TRUST me on this one. It is GOOD!
Happy Monday!! Another new week, which calls for a ton of new recipes. I spent my weekend cooking up a storm, and I'm so happy with the outcome of some new tasty dishes.. Just in time for the heat & summer parties.
As some may know already, it is with a heavy heart to say that I lost my Nanny this weekend. Although we were not blood related, she was in my life since I was a baby, and was that 3rd grandma that not many people can say they have. Since I don't want to bring the mood down, I thought I'd share my favorite (funny) story of her, and it's certainly one that will describe her personality in a nutshell!

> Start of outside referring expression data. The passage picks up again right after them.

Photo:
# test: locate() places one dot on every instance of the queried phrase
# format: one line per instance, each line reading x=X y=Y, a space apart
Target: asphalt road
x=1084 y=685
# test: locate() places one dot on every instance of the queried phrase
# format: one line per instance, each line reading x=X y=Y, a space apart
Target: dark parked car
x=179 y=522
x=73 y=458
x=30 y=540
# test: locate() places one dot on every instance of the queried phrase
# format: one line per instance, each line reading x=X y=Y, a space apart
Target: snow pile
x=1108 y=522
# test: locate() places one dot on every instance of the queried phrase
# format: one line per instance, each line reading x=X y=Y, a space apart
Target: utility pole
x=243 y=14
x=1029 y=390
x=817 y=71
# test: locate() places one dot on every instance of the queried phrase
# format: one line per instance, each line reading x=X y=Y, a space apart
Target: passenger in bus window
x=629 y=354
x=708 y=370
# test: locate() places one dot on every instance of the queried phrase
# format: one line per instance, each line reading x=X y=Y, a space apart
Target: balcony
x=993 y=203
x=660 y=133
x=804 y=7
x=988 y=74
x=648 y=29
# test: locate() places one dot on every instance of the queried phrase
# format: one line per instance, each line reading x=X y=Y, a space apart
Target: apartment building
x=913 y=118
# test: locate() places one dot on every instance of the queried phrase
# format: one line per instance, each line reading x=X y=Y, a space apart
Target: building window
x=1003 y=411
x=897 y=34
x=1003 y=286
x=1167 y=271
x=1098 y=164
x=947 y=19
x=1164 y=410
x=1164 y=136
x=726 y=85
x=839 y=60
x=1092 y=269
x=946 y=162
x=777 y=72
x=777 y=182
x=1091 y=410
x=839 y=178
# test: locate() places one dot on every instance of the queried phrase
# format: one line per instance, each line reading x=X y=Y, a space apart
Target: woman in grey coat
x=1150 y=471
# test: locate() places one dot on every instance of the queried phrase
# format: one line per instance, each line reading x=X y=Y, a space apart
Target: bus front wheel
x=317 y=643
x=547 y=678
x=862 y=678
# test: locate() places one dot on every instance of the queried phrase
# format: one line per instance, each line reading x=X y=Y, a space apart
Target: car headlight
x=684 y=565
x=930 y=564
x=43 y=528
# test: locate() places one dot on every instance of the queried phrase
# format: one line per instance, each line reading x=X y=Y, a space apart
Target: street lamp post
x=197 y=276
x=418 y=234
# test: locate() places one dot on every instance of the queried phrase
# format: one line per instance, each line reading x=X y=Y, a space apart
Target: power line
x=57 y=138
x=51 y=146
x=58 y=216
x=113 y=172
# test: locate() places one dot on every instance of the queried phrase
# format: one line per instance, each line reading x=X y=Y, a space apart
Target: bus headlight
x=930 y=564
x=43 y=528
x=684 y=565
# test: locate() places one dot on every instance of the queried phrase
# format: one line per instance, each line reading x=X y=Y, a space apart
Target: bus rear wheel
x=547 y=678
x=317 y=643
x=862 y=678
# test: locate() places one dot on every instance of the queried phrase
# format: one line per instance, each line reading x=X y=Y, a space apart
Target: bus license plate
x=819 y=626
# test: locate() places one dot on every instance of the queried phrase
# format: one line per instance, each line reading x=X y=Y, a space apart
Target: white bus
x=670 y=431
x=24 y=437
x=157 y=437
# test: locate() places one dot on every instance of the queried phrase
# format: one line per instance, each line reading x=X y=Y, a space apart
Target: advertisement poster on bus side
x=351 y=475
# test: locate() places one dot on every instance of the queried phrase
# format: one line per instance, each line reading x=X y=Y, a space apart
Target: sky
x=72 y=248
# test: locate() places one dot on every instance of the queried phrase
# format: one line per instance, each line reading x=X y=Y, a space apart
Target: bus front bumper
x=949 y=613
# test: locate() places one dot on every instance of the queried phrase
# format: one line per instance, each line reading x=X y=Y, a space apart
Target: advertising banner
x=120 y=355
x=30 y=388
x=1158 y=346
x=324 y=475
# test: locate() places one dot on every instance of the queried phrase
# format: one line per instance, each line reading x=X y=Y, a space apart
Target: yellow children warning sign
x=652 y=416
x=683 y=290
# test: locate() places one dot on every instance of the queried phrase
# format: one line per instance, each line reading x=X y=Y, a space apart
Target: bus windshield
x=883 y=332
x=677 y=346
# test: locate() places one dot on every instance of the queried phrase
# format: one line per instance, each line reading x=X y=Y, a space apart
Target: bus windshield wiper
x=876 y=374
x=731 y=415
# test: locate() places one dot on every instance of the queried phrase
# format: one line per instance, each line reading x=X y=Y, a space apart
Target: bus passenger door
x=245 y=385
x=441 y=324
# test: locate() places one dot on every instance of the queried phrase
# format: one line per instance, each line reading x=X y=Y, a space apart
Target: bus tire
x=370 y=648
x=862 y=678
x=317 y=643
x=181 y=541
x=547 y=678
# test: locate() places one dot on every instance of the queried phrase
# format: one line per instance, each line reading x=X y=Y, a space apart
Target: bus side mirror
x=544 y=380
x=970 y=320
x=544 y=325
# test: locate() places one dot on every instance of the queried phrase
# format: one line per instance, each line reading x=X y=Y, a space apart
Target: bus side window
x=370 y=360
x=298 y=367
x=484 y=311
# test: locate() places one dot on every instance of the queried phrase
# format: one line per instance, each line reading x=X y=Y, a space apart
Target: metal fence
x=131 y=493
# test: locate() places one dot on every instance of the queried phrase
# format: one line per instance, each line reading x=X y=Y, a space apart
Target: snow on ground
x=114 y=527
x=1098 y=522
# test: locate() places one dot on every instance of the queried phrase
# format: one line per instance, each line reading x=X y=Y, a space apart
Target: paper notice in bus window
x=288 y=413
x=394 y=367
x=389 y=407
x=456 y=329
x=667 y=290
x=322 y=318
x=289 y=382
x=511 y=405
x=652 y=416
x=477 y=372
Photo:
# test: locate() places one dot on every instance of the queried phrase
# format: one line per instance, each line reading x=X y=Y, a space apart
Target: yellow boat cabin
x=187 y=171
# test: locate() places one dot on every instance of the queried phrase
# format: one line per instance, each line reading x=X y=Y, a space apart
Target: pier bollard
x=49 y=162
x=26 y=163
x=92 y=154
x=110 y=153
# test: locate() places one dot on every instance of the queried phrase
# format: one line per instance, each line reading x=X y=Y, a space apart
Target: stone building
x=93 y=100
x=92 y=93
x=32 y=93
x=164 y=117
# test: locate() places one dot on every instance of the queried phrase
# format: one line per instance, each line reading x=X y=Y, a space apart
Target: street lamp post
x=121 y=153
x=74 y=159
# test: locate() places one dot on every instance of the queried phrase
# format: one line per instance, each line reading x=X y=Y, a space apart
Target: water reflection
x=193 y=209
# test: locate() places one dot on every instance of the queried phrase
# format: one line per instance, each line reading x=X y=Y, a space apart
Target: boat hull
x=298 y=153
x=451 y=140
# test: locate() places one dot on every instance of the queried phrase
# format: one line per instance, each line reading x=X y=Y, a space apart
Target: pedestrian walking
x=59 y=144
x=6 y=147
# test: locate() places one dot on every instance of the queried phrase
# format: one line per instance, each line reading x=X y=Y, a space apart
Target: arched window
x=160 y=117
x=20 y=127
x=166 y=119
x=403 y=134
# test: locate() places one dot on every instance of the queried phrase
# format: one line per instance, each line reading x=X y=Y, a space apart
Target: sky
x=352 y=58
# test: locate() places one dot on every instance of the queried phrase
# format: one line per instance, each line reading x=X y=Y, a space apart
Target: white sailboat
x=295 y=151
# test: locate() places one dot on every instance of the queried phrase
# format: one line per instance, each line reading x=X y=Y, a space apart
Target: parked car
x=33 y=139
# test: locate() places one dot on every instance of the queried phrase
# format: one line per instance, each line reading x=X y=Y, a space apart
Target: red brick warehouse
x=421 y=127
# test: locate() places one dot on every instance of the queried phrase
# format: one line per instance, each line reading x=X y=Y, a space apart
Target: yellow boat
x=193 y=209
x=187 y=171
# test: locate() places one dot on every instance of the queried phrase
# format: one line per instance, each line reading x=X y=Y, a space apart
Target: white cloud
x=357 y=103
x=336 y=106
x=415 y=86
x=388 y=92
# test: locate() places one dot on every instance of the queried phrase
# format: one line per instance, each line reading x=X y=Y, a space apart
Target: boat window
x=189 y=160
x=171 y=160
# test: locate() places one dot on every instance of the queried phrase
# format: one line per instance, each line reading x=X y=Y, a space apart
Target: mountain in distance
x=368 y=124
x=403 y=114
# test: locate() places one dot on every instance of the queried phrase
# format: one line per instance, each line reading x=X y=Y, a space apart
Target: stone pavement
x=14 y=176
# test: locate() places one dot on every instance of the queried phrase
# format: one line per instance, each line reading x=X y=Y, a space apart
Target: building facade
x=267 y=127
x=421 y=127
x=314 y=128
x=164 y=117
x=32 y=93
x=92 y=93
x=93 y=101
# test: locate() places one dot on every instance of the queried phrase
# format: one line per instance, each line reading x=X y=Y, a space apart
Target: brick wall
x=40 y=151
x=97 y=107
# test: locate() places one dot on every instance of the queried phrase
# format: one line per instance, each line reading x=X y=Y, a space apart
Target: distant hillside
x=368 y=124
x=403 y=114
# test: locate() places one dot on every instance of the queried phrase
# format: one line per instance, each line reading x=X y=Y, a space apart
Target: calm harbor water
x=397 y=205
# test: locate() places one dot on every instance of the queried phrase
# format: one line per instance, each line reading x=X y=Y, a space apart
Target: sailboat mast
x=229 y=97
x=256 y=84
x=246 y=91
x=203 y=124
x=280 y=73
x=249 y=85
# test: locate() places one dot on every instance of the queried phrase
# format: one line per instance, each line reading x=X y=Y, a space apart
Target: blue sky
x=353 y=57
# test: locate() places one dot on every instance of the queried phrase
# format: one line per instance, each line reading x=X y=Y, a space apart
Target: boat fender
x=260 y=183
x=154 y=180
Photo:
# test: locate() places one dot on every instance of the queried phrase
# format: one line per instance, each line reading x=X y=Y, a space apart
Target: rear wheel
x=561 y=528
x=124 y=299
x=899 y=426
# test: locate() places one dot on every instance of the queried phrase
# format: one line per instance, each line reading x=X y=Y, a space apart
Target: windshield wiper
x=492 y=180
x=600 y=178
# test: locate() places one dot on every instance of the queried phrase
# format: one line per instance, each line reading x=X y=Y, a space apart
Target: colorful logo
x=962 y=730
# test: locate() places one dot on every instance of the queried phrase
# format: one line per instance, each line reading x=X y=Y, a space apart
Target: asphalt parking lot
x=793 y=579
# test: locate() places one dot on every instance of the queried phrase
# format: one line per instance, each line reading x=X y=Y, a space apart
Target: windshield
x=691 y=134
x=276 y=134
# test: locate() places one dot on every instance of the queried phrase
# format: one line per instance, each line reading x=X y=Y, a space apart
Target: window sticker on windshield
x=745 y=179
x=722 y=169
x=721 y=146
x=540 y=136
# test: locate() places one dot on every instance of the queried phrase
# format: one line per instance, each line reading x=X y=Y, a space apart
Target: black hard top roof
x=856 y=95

So, she used to live in the basement apartment at my Dad and step moms, Pattys, house. One night when I was about to go home, I hear Patty freaking out as she's talking to her mom (which is Nanny). Apparently, the Nanny fell in her apartment and broke her wrist earlier in the day, and when Patty went down to say goodnight, she noticed the bone in her wrist poking through her skin! Like... SO clearly broken and not right! But the best part is, Nanny said "it's fine.. It's nothing," and decided not to tell anyone until about 9pm at night.. when this happened so much earlier day. And you know what time Patty had be up for work the next morning? 4am. Yes. 4 AM! So, it goes without saying Patty was not only concerned for her wrist, but was also furious that she waited until the end of the night to share this news.. which only resulted in them running to the hospital to spend most of the night there fixing her up.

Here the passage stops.